Ai tempi della RCA con De Gregori, Cocciante, Venditti, Dalla c’era della rivalità. E Oggi?

“Pure. Nonostante lunghissime amicizie e frequentazioni quasi quotidiane, penso che fra noi una punta di rivalità rimanga, come rimane l’ammirazione (e un pò di frustazione) verso certe canzoni che avrei tanto voluto scrivere io”.

Faccia qualche esempio

“Le intuizione e l’ermetismo dei primi dischi di Francesco, ma anche la grande capacità melodica di Antonello. Proprio con De Gregori, Venditti, Cocciante e Dalla, per reagire allo ‘sfruttamento’ della multinazionale con cui incidevamo, decidemmo di fondare una nostra etichetta che avrebbe dovuto evocare la nascita di una nuova era fin dal nome ‘Uovo rotto’. Ma il produttore Ennio Melis, al tempo patron della RCA, lo venne a sapere e riuscì a metterci uno contro l’altro facendo naufragare il tentativo in tre giorni”.

C’è stato anche un Baglioni in odore di lotta di classe.

“Si ma è durato poco.

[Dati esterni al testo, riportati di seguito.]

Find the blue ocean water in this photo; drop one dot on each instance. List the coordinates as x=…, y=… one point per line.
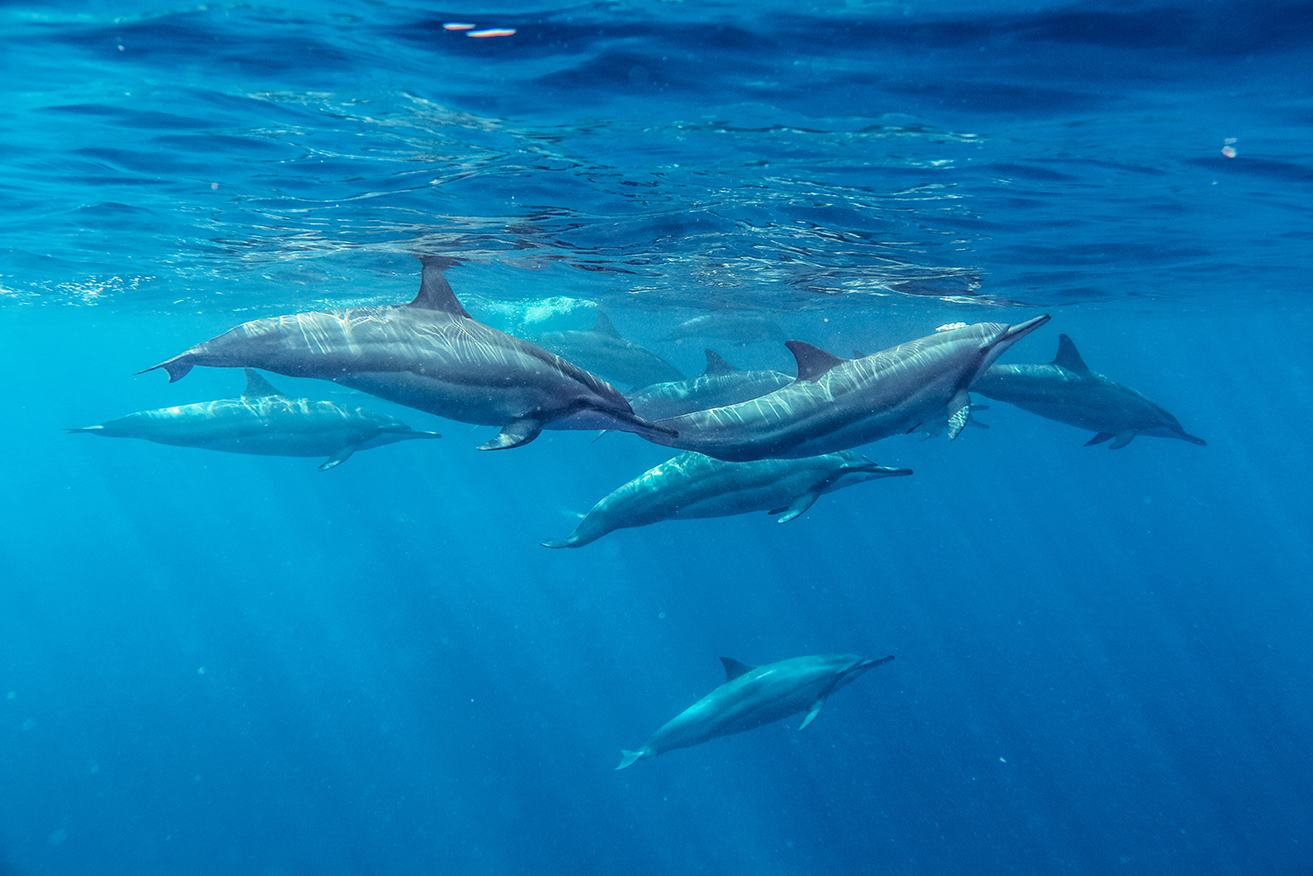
x=219, y=663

Sul lato B di ‘Questo piccolo grande amore‘, incisi una canzone intitolata ‘Caro padrone‘. Convinti che la mia strada non fosse quella delle canzoni impegnate, i discografici un mese dopo decisero però di ristampare il 45 giri sostituendo il pezzo con ‘Porta portese‘… Insomma, mi tarparano le ali”.